Яна за казенный счет послали на четыре недели в санаторий с минеральными водами подлечиться и удалить кончик ножа, который русская переводчица вонзила в его плечо шесть лет назад. На водах в Бад-Наугейме он встретил Хельгу Рамм, которая выздоравливала там после пяти лет неописуемых мучений и унижений, которые ей пришлось вытерпеть в разных тюрьмах ГДР. Ее арестовали сотрудники Штази, когда она была в Восточном Берлине. Рамм, которой тогда было 19 лет, работала экономкой у Райнера Гильдебрандта, который возглавлял антикоммунистическую «Группу борьбы против бесчеловечности». Время от времени Гильдебрандт поручал ей относить письма одному американскому офицеру. В эту организацию сумели проникнуть агенты Штази, которые сообщили о ней, и ее фамилию внесли в список лиц, подлежащих аресту при появлении на территории ГДР. Девушку передали советским органам госбезопасности, которые пытками заставили ее подписать протокол с признанием. Как и Ян, Рамм была приговорена к двадцати пяти годам исправительно-трудовых работ. Ее амнистировали и выпустили на свободу через день после того, как освободился Ян.

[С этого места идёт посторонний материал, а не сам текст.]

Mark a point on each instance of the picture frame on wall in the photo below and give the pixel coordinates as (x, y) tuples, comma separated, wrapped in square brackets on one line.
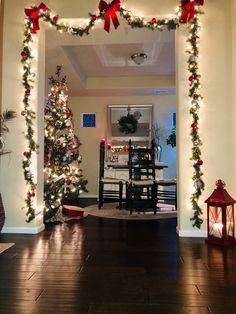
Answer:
[(88, 120)]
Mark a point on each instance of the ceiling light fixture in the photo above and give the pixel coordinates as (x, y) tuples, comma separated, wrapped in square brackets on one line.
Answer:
[(139, 58)]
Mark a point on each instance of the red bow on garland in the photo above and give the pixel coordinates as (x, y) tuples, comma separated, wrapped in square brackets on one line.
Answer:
[(33, 14), (189, 9), (110, 13)]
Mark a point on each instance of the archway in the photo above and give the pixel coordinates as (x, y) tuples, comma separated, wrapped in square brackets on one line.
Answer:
[(188, 12)]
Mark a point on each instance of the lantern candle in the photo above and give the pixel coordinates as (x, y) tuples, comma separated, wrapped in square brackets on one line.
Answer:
[(220, 216)]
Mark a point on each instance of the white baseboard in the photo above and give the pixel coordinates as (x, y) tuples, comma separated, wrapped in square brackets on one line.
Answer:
[(22, 230), (191, 233)]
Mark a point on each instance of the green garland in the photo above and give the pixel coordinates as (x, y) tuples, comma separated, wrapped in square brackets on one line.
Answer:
[(127, 124), (44, 14)]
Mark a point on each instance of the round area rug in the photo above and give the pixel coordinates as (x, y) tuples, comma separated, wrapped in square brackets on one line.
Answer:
[(109, 210)]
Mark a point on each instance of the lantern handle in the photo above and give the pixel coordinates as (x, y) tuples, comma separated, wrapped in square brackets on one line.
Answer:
[(220, 184)]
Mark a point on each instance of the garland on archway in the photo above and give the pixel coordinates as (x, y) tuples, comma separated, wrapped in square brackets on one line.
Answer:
[(188, 12)]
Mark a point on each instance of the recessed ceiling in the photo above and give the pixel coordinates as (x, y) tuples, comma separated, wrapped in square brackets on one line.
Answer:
[(100, 64)]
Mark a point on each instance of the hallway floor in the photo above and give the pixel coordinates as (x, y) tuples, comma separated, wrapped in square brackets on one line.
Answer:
[(106, 266)]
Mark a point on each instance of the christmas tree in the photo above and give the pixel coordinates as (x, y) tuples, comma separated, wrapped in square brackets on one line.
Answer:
[(63, 177)]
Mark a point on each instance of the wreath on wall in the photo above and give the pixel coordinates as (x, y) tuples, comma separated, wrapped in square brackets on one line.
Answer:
[(187, 13)]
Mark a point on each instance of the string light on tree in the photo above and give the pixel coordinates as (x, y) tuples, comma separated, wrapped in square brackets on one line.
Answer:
[(187, 12)]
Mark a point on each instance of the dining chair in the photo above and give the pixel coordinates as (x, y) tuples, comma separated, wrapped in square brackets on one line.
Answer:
[(141, 189), (165, 194), (110, 189)]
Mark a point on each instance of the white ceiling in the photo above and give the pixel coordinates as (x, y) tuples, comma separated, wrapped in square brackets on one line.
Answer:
[(100, 64)]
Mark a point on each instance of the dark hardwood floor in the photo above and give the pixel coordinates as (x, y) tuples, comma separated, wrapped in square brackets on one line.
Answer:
[(105, 266)]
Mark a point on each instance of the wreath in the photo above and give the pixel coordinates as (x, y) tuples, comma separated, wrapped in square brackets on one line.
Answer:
[(128, 124)]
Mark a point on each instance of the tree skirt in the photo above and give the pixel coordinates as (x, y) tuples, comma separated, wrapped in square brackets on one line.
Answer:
[(5, 246), (109, 210)]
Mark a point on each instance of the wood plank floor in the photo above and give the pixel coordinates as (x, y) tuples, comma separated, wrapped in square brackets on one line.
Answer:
[(105, 266)]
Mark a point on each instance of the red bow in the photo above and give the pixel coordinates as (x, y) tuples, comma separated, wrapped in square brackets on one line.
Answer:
[(33, 14), (189, 9), (110, 13)]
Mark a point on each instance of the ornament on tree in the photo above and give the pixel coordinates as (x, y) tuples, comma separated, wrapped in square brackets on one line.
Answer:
[(61, 149)]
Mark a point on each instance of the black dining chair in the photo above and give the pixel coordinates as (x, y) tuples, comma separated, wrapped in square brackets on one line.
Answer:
[(141, 189), (110, 189)]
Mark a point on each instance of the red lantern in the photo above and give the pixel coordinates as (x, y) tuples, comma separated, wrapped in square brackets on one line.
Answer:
[(220, 216)]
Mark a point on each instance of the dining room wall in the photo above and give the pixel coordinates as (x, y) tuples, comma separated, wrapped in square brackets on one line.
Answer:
[(163, 106), (217, 116)]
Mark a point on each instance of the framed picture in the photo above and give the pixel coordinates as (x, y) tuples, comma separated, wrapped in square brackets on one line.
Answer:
[(173, 119), (88, 120)]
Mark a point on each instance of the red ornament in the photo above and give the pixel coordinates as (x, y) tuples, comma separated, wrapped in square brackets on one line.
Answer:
[(55, 19), (191, 78), (23, 55), (154, 21), (68, 181), (33, 14), (67, 170), (93, 17), (110, 13), (26, 154), (194, 125), (189, 10), (199, 162)]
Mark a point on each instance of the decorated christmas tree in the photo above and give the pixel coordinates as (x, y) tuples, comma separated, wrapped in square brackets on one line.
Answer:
[(63, 177)]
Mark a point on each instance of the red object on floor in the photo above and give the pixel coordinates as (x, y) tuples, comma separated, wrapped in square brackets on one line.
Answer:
[(72, 213)]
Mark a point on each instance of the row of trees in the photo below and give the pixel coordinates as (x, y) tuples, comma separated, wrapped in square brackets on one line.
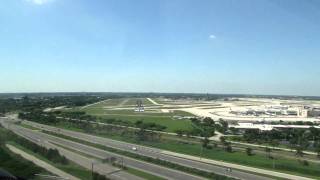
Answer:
[(298, 139)]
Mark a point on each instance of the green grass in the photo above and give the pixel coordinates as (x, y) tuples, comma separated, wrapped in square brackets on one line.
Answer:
[(164, 119), (29, 127), (260, 161), (171, 124), (129, 170), (143, 174), (71, 168)]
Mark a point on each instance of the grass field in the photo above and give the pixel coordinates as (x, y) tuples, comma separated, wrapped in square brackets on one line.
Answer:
[(282, 164), (149, 116), (71, 168)]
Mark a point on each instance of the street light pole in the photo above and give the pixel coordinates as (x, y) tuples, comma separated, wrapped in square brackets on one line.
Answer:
[(92, 163)]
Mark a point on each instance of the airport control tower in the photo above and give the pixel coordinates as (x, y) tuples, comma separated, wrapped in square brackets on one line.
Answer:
[(139, 106)]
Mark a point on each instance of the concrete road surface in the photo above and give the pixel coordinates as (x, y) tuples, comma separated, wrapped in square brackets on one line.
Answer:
[(140, 165), (152, 152)]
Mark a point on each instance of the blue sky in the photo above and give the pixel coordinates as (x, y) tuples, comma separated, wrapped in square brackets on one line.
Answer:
[(214, 46)]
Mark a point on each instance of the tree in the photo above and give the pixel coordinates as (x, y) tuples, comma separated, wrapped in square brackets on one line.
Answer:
[(299, 151), (205, 142), (318, 151), (249, 151)]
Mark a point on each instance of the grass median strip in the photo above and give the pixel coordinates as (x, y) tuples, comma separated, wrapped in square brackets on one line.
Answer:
[(146, 159), (133, 171)]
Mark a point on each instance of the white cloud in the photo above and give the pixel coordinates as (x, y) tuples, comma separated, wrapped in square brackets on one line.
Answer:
[(211, 36), (39, 2)]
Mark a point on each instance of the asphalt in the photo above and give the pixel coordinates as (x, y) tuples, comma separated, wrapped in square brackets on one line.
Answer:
[(152, 152), (130, 162)]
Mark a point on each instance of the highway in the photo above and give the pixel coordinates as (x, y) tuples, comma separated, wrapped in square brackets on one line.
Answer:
[(151, 152), (130, 162)]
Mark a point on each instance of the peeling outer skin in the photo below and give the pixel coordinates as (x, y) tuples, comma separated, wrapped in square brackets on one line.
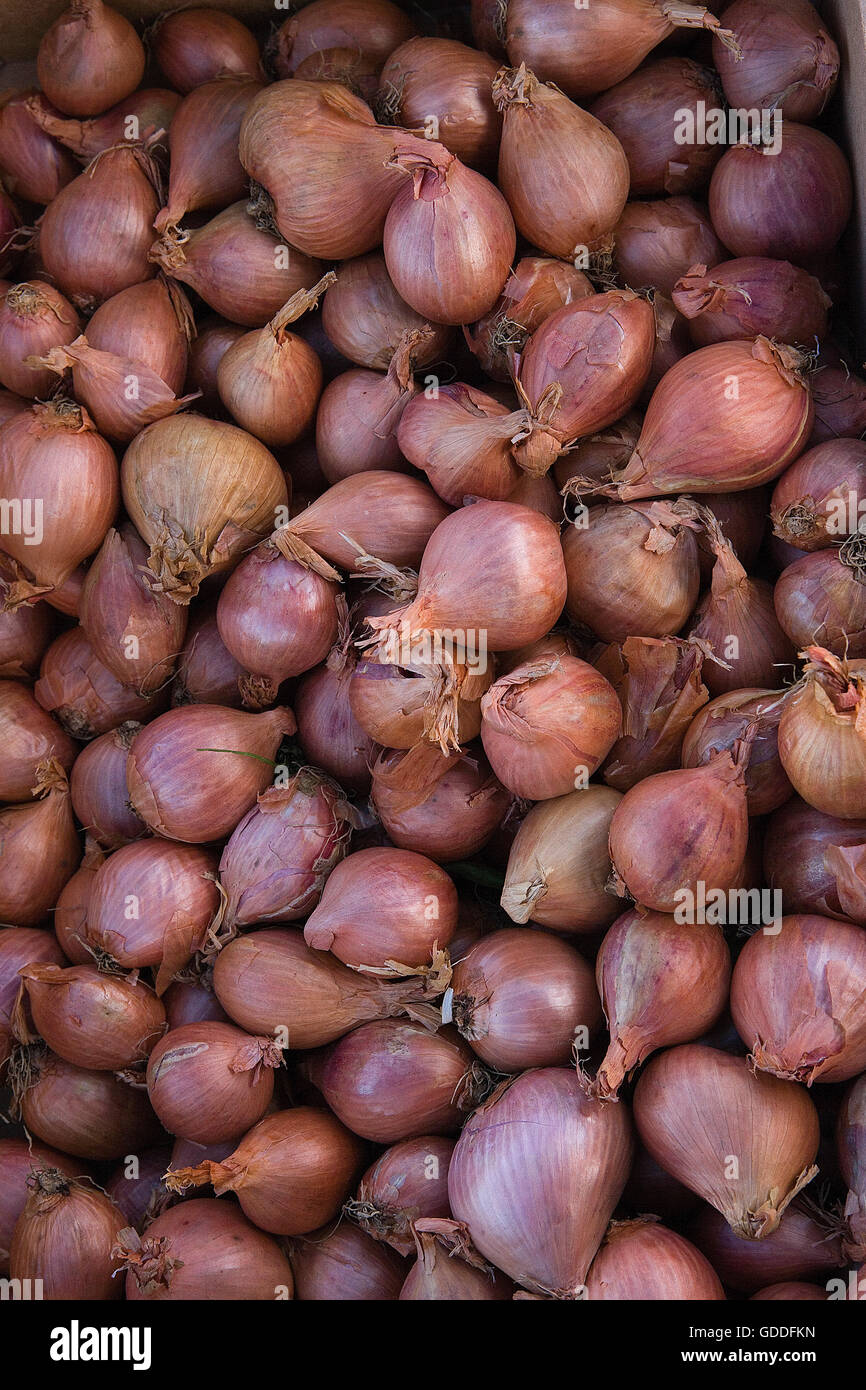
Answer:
[(762, 1221), (644, 478), (435, 975), (146, 1258), (779, 1057), (292, 548)]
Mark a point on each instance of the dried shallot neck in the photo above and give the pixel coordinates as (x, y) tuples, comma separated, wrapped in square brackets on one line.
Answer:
[(298, 305), (27, 300), (146, 1258)]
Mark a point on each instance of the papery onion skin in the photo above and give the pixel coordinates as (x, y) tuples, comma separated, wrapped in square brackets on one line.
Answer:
[(790, 61), (193, 1001), (271, 980), (29, 737), (391, 1080), (10, 405), (291, 1171), (91, 1114), (327, 729), (142, 1196), (211, 342), (794, 1290), (203, 141), (517, 578), (199, 521), (152, 904), (195, 46), (209, 1082), (805, 858), (795, 1000), (278, 858), (451, 82), (18, 948), (658, 242), (134, 630), (452, 816), (271, 380), (548, 723), (599, 456), (816, 501), (587, 50), (642, 1261), (822, 599), (363, 316), (442, 1273), (207, 672), (384, 514), (407, 1182), (463, 441), (840, 403), (148, 323), (189, 772), (738, 620), (35, 167), (537, 288), (41, 848), (793, 206), (359, 413), (726, 719), (239, 268), (649, 1189), (143, 113), (401, 706), (660, 849), (95, 1020), (819, 744), (277, 619), (54, 453), (64, 1239), (319, 153), (642, 113), (538, 1144), (89, 59), (348, 1265), (631, 570), (805, 1244), (724, 448), (449, 236), (82, 694), (352, 68), (382, 905), (742, 520), (695, 1105), (34, 319), (851, 1148), (583, 369), (559, 863), (203, 1251), (520, 998), (751, 298), (95, 235), (376, 27), (660, 983), (563, 173), (18, 1158), (71, 911)]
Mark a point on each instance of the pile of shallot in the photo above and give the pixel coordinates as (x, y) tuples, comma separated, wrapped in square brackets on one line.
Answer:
[(433, 656)]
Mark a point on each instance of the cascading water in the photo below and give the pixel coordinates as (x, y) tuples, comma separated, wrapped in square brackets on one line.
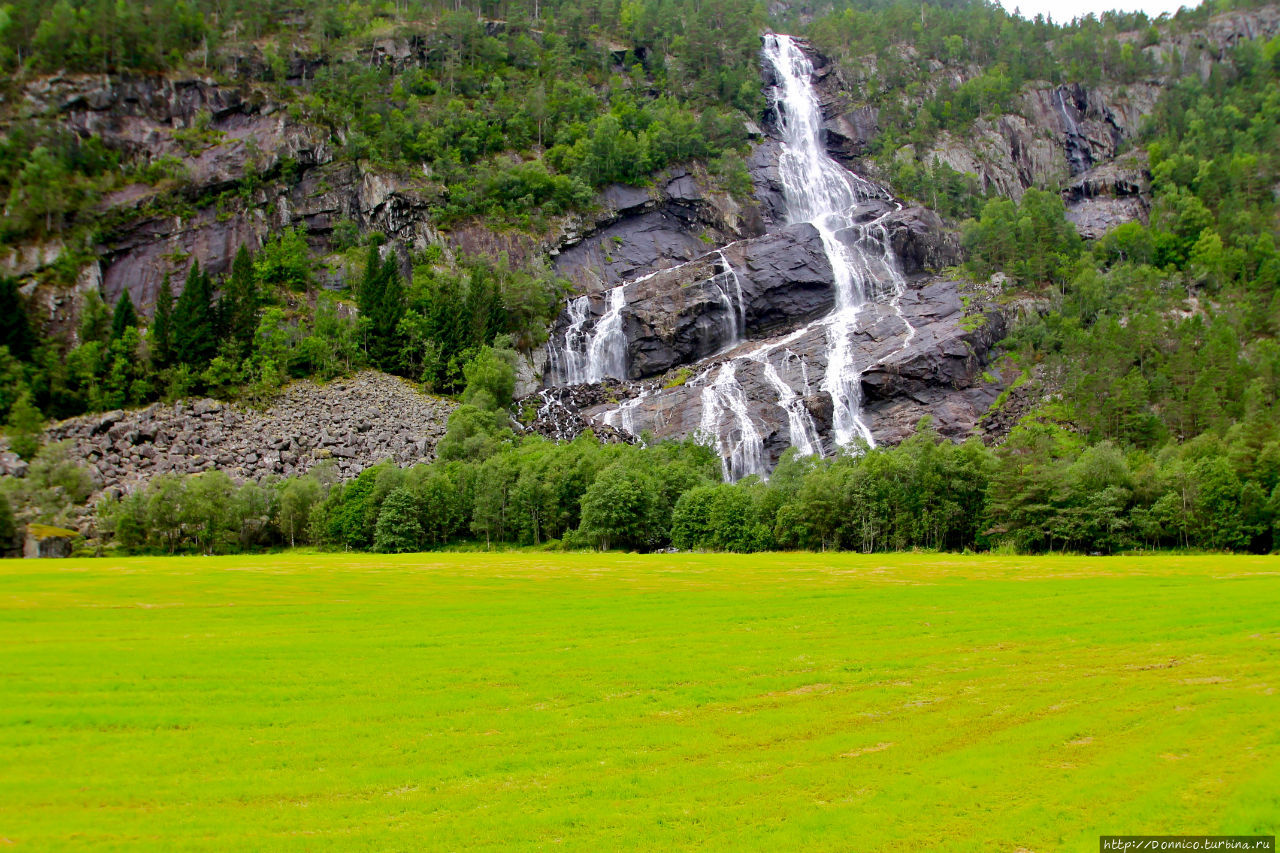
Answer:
[(584, 357), (850, 215), (800, 424), (821, 192), (736, 304), (741, 448)]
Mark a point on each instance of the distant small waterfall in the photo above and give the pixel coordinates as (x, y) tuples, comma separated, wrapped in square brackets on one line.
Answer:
[(741, 448), (821, 192), (584, 356)]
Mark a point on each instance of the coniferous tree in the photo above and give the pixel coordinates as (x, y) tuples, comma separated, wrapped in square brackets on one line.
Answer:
[(242, 302), (160, 334), (14, 327), (193, 340), (385, 314), (95, 319), (370, 291), (124, 316)]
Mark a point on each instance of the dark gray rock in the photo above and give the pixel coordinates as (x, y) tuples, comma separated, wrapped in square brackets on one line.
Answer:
[(920, 241)]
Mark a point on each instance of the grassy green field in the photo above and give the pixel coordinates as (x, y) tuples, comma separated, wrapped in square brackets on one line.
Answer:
[(625, 702)]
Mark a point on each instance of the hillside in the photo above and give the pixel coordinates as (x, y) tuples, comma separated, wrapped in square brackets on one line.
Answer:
[(1056, 241)]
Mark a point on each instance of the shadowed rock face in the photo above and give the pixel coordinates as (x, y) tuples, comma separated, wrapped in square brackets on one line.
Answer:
[(688, 313), (935, 370)]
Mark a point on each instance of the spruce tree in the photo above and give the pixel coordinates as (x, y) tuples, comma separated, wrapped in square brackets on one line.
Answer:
[(370, 291), (124, 316), (242, 302), (95, 319), (385, 314), (14, 327), (193, 340), (160, 334)]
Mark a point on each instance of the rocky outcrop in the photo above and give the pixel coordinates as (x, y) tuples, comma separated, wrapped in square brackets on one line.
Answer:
[(1109, 195), (352, 423), (920, 241), (753, 288), (643, 231), (1054, 133), (922, 354)]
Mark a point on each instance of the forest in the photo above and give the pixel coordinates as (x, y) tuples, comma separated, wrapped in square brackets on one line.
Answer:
[(1153, 350)]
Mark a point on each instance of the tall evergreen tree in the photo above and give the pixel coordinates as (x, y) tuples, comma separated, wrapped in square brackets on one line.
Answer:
[(124, 316), (193, 340), (242, 302), (370, 291), (384, 315), (160, 334), (95, 319), (14, 327)]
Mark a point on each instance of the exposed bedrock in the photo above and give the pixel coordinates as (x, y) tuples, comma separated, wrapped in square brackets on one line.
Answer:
[(684, 314), (923, 356)]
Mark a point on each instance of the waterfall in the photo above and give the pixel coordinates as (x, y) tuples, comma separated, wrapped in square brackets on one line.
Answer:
[(736, 304), (821, 192), (624, 416), (741, 448), (583, 357), (803, 432)]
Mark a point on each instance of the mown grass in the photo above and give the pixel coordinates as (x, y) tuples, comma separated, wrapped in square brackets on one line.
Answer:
[(309, 702)]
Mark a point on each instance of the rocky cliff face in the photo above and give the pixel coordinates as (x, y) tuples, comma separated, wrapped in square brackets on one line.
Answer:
[(732, 343), (1055, 136), (352, 423)]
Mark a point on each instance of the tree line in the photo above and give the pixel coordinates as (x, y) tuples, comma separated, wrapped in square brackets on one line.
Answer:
[(1046, 488), (264, 323)]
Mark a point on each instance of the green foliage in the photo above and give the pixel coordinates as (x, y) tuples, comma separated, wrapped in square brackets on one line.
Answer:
[(16, 332), (160, 334), (283, 263), (193, 322), (8, 527), (398, 529), (124, 315), (1032, 241), (621, 510)]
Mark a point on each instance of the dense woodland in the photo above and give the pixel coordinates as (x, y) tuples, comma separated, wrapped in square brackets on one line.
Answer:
[(1155, 349)]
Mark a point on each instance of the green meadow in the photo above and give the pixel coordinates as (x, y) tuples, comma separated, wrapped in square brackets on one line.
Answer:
[(359, 702)]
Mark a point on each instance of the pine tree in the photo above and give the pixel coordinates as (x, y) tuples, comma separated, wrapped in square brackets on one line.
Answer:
[(14, 327), (124, 316), (193, 340), (160, 334), (385, 314), (95, 319), (24, 427), (370, 291), (242, 302)]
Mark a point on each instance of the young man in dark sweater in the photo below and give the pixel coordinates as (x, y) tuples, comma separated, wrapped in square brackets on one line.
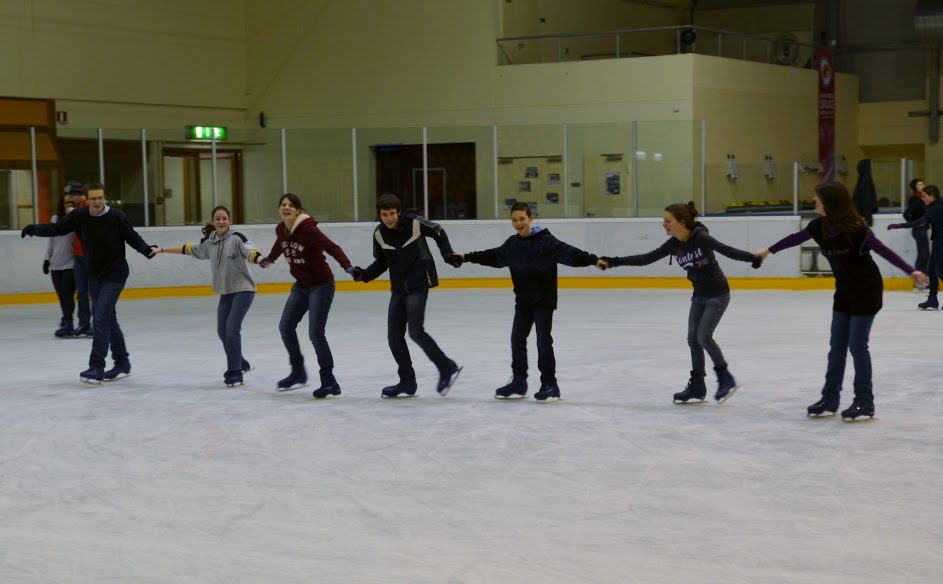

Гюнтер Ян и Хельга Рамм познакомились 9 марта 1954 года. Три дня спустя состоялась их помолвка, а в апреле того же года они поженились. Год спустя у них родилась дочь Биргит. В то время они все еще жили в лагере для беженцев. Наконец им дали маленькую квартиру в городке близ Франкфурта.
— Отношение к нам местных властей было просто ужасным, — рассказывал Ян. — Это были провинциальные бюрократы с ограниченным кругозором, для которых мы были отбросами общества. Они прямо в глаза говорили нам: «Если вас там посадили в тюрьму, значит, было за что». Молодая пара решила поставить на Германии крест и эмигрировать в Австралию, чтобы начать там жизнь заново. Начало жизни в далекой стране было для них очень трудным. Ведь им пришлось учить чужой язык и адаптироваться к климату и культуре. Со временем Ян устроился на работу на завод близ Мельбурна, производивший лопасти для авиадвигателей. Он рос по служебной лестнице и в конце концов стал начальником инструментального цеха.
В 1959 году, уже в Австралии, у Янов родилась вторая дочь. Обе дочери замужем, и у Гюнтера и Хельги теперь три правнука. Правительство ФРГ выплатило им компенсацию, а Яну назначило пенсию, хотя она на 30 процентов меньше той, которую он получал бы в Германии, потому что он и его жена — граждане Австралии.